Open
Description
Describe the bug
Pandas COW will be enabled by default in version 3.0.
For example, today I just found that TargetEncoder
doesn't work properly with it enabled.
There are probably many other examples that could be uncovered by testing.
Steps/Code to Reproduce
import pandas as pd
from sklearn.preprocessing import TargetEncoder
pd.options.mode.copy_on_write = True
df = pd.DataFrame({
"x": ["a", "b", "c", "c"],
"y": [4., 5., 6., 7.]
})
t = TargetEncoder(target_type="continuous")
t.fit(df[["x"]], df["y"])
Expected Results
No error.
Actual Results
ValueError Traceback (most recent call last)
Cell In[2], line 10
5 df = pd.DataFrame({
6 "x": ["a", "b", "c", "c"],
7 "y": [4., 5., 6., 7.]
8 })
9 t = TargetEncoder(target_type="continuous")

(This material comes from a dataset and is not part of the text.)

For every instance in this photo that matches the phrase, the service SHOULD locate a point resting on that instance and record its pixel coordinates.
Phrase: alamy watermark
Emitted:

---> 10 t.fit(df[["x"]], df["y"])
File ~/.conda/envs/jhop311/lib/python3.11/site-packages/sklearn/base.py:1152, in _fit_context.<locals>.decorator.<locals>.wrapper(estimator, *args, **kwargs)
1145 estimator._validate_params()
1147 with config_context(
1148 skip_parameter_validation=(
1149 prefer_skip_nested_validation or global_skip_validation
1150 )
1151 ):
-> 1152 return fit_method(estimator, *args, **kwargs)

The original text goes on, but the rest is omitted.